The prime minister warned colleagues when they returned to Westminster a couple of weeks ago the government ship was sailing into “choppy waters” and faced “turbulence ahead”.
He perhaps didn’t quite expect to hit such headwinds so soon, but already he is in the midst of a perfect storm of children returning to school, a big uptick in COVID cases and a testing system under immense strain.
Around the country the stories keep coming of frustrated and worried parents and teachers struggling to get tests for themselves and for children. Demand is booming, the system is struggling and the pressure is now on the government to fix the problem – and fix it fast.
The prime minister was at pains during his appearances at Prime Minister’s Questions and the Liaison Committee of senior MPs to trumpet testing capacity, reminding his audience that the UK “compares extremely well with other countries” as he repeated his promise to get capacity running at 500,000 tests a day by the end of October.
But he admitted too that there was simply were not enough tests to meet demand while his health secretary has said it will take “weeks” to resolve these problems.
The government is racing to build capacity but it is also going to have to manage demand.
Ministers and government figures privately say the spike in demand is being driven in part not just by the rise in cases – up to nearly 4,000 on Wednesday – but the “worried well” seeking tests when they don’t actually have symptoms.

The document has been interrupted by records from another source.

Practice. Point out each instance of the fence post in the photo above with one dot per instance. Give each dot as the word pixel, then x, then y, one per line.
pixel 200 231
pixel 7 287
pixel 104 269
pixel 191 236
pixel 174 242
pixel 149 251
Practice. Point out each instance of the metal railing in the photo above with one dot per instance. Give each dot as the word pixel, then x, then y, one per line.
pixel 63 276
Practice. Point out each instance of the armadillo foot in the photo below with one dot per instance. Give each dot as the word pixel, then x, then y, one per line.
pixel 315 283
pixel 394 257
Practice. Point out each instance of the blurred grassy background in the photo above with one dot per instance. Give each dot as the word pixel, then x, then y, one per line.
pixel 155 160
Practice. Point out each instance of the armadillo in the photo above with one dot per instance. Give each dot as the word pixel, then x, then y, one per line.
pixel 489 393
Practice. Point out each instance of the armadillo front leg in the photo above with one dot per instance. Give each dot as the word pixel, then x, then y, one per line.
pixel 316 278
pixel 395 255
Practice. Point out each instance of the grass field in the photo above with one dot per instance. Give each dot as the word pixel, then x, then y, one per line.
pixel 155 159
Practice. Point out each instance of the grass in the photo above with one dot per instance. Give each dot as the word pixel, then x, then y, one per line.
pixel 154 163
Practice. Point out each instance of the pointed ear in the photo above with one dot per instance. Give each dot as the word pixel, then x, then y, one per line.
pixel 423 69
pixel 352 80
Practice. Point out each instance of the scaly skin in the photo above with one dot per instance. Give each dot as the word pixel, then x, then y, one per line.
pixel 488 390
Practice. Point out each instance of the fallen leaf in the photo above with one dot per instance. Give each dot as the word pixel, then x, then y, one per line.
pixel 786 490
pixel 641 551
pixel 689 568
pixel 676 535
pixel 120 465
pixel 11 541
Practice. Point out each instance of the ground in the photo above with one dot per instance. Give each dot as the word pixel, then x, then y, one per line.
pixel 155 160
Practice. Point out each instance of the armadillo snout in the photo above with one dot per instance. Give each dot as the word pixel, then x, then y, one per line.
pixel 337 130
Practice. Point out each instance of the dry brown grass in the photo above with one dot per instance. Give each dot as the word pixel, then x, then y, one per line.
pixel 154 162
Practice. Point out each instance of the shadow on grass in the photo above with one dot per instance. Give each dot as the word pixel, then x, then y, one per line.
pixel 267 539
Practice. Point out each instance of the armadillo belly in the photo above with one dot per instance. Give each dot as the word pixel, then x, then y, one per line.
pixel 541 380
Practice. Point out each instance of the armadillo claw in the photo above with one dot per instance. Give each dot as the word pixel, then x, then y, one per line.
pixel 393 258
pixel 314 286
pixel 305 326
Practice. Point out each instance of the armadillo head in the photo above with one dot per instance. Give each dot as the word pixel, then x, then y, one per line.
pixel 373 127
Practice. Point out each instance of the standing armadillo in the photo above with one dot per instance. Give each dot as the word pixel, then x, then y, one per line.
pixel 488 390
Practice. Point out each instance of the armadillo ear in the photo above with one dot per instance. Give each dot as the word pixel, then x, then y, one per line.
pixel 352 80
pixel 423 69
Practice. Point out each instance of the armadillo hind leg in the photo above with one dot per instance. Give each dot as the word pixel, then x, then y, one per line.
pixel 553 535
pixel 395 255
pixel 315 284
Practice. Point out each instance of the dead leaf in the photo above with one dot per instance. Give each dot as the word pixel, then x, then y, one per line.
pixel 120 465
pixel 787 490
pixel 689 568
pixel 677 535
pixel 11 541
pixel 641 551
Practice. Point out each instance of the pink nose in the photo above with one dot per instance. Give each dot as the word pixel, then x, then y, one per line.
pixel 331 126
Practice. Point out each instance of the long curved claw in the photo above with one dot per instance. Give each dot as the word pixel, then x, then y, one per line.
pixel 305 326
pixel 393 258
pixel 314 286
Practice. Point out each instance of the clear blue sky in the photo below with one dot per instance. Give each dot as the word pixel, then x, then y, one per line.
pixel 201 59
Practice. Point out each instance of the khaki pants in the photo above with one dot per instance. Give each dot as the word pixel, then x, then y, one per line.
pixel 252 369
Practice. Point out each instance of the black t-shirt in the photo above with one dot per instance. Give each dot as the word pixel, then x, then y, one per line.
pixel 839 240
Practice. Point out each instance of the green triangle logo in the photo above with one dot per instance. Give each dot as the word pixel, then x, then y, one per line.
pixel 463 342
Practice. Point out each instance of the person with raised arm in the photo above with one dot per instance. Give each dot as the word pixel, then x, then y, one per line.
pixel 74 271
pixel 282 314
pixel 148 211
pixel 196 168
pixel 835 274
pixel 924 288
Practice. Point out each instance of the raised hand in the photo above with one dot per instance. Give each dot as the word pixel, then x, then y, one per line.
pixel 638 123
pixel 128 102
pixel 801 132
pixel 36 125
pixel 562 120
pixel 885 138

The government is toughening up the language around test request forms to try to discourage people taking tests if they don’t have symptoms, but acknowledge that it might have to be more muscular in its administration of tests and introduce some sort of triage system to manage distribution.
“Testing is a finite resource and we have to make choices about how we best use finite resources,” said one government figure. This could take the form of priority lists of who should have access to tests, rather like at the beginning of the crisis when tests were in such short supply only health workers were eligible.
Teaching unions are pressing for better access to tests and quicker turnaround times in order to keep classrooms open, amid warnings that the “increasingly out of control” situation could force widespread closures of schools in the weeks ahead – something the prime minister has made it a priority to avoid.
If the crisis deepens, the government might be forced to ration tests with NHS workers, care homes, other key workers and schools likely to be first on the lists.
The government should get credit for rapidly building testing capacity, but the spectre of the system stuttering so soon into the school term is uncomfortable – particularly since this spike in demand was so foreseeable.
For months ministers have trumpeted testing as the main tool through which we are going to navigate living with COVID-19, but the “world beating” testing system the PM promised has yet to materialise.
That is not just deeply embarrassing for the government but it is deeply worrying as we head into the winter.
With the headwinds building already – on cases, on mortality rates, on local lockdowns, the testing problems need resolving imminently, before the hostile weather really kicks in.